Até se poderia dizer que sob vários aspectos é um gênero brasileiro, pela naturalidade com que se aclimatou aqui e a originalidade com que aqui se desenvolveu. Antes de ser crônica propriamente dita foi “folhetim”, ou seja, um artigo de rodapé sobre as questões do dia — políticas, sociais, artísticas, literárias. Aos poucos o “folhetim” foi encurtando e ganhando certa gratuidade, certo ar de quem está escrevendo à toa, sem dar muita importância. Depois, entrou francamente pelo tom ligeiro e encolheu de tamanho, até chegar ao que é hoje.

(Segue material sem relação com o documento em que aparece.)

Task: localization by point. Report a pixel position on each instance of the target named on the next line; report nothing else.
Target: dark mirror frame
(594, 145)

Ao longo deste percurso, foi largando cada vez mais a intenção de informar e comentar (deixada a outros tipos de jornalismo), para ficar sobretudo com a de divertir. A linguagem se tornou mais leve, mais descompromissada e (fato decisivo) se afastou da lógica argumentativa ou da crítica política, para penetrar poesia adentro. Creio que a fórmula moderna, na qual entra um fato miúdo e um toque humorístico, com o seu quantum satis de poesia, representa o amadurecimento e o encontro mais puro da crônica consigo mesma.

Num país como o Brasil, onde se costumava identificar superioridade intelectual e literária com grandiloqüência e requinte gramatical, a crônica operou milagres de simplificação e naturalidade, que atingiram o ponto máximo nos nossos dias. O seu grande prestígio atual é um bom sintoma do progresso de busca de oralidade na escrita, isto é, de quebra do artifício e aproximação com o que há de mais natural no modo de ser do nosso tempo. E isto é humanização da melhor.

A crônica pode dizer as coisas mais sérias e mais empenhadas por meio do ziguezague de uma aparente conversa fiada. É importante insistir no papel da simplicidade, brevidade e graça próprias da crônica. Aprende-se muito quando se diverte, e os traços constitutivos da crônica são um veículo privilegiado para mostrar de modo persuasivo muita coisa que, divertindo, atrai, inspira e faz amadurecer a nossa visão das coisas.


* Trechos do ensaio publicado no livro “Recortes”, Companhia das Letras, 1993.